Township Attorney Fred Semrau said that when the museum lease expired, he met with historical society members. The township asked for no rent, just the documentation, and to start with a one-year lease.

“The historical society wanted a 50-year lease, and when we said no, their attorney filed a lawsuit complaint,” he said. “They never filed the lawsuit, but when I tried to talk to their attorney, there was no response.”

Fisher said that the society had all the paperwork and she would email it. Conklin wanted to set up a meeting with her and all of the trustees of the society. Semrau said that the paperwork was needed in advance of the meeting.

“The goal is to work together,” Semrau said.

Fisher agreed to the meeting request.

Other News

The township committee is considering a temporary ban of e-cigarette sales in the township considering the CDC’s warning regarding the use of such products. They are also looking into an ordinance for companies that dig into the roads in the township to be required to pave the entire width of the lane of the road, as opposed to just the ditch created by digging.
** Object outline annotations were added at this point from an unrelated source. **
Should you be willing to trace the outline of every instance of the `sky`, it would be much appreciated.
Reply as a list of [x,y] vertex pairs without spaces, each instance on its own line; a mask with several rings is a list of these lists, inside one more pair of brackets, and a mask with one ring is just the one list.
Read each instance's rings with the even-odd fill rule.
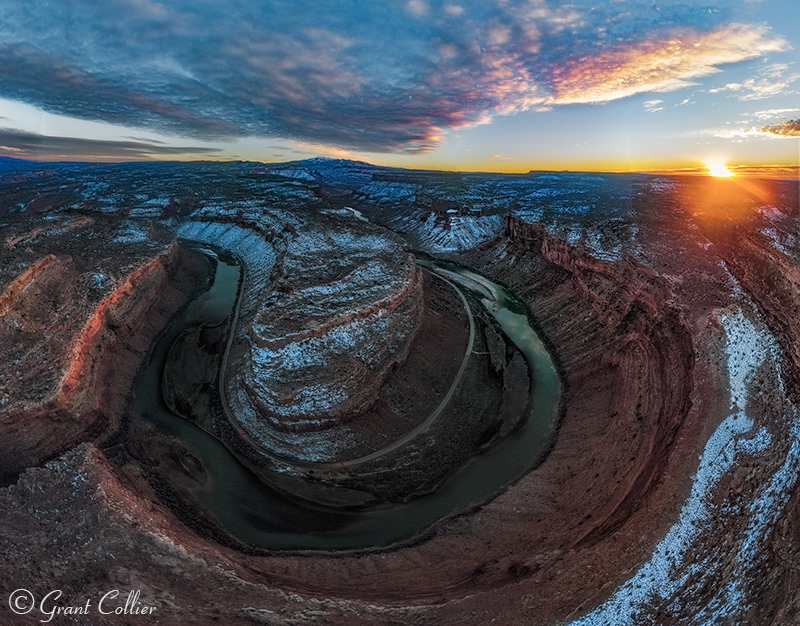
[[797,0],[0,0],[0,155],[800,164]]

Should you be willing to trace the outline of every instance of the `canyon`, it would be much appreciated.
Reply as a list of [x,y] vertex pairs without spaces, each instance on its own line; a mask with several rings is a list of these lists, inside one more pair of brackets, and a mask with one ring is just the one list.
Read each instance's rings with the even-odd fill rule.
[[[7,593],[133,589],[171,624],[796,619],[796,180],[4,167]],[[331,533],[342,511],[445,497],[544,410],[542,371],[445,262],[504,287],[552,359],[525,470],[389,545],[237,536],[197,495],[211,461],[145,414],[162,385],[247,480],[328,507]],[[225,267],[234,312],[186,322],[139,410],[153,346]]]

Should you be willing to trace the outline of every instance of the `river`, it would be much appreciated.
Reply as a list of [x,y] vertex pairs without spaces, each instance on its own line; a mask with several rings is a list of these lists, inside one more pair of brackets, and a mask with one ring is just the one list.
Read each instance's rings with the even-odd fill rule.
[[525,309],[503,287],[456,265],[421,261],[476,292],[528,362],[533,410],[525,423],[476,454],[432,493],[365,510],[328,508],[287,497],[264,484],[219,440],[174,413],[161,397],[161,376],[175,338],[198,324],[215,325],[233,311],[241,268],[224,251],[184,243],[216,259],[211,287],[158,340],[136,388],[134,421],[146,420],[176,436],[207,479],[175,486],[234,537],[270,550],[356,550],[411,539],[435,522],[489,500],[540,460],[558,414],[560,382]]

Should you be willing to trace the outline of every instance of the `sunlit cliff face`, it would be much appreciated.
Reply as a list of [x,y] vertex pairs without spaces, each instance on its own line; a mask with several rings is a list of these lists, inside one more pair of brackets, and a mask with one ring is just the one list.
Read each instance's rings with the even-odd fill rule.
[[735,176],[729,170],[714,174],[711,165],[708,169],[710,176],[687,177],[681,191],[682,204],[703,228],[744,224],[778,201],[766,179]]

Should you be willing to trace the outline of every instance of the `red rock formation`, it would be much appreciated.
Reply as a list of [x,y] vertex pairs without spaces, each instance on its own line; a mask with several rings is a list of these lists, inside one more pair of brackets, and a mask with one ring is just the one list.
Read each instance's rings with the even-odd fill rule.
[[[76,309],[83,301],[70,300],[79,274],[69,257],[45,257],[15,280],[0,298],[0,346],[29,345],[26,362],[38,358],[48,369],[4,384],[0,474],[13,476],[113,431],[153,339],[201,284],[203,271],[201,261],[173,244],[99,302],[83,326],[75,323],[85,315]],[[20,333],[38,341],[26,344],[15,338]]]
Eagle Scout candidate Nicholas Brown of Troop 74 presented the proposal for his Eagle project. He wanted to extend the blue trail at Camp Dawson and place a bench at the top of the hill. He said he had been working with the Open Space Committee. The township committee unanimously approved the proposal. Brown will be working with 11 volunteers from the varsity soccer team as well as 20 to 30 Scouts and leaders, he said, around the end of September.

Township administration is working with department heads on the capital, operating and open space budgets, Canning said.

Montville Day will be Sunday, Oct. 13 from noon to 6 p.m.

Semrau said the township completed its affordable housing application last week for immunity from lawsuits through 2025 for its affordable housing plan. If it is accepted, the plan is in place.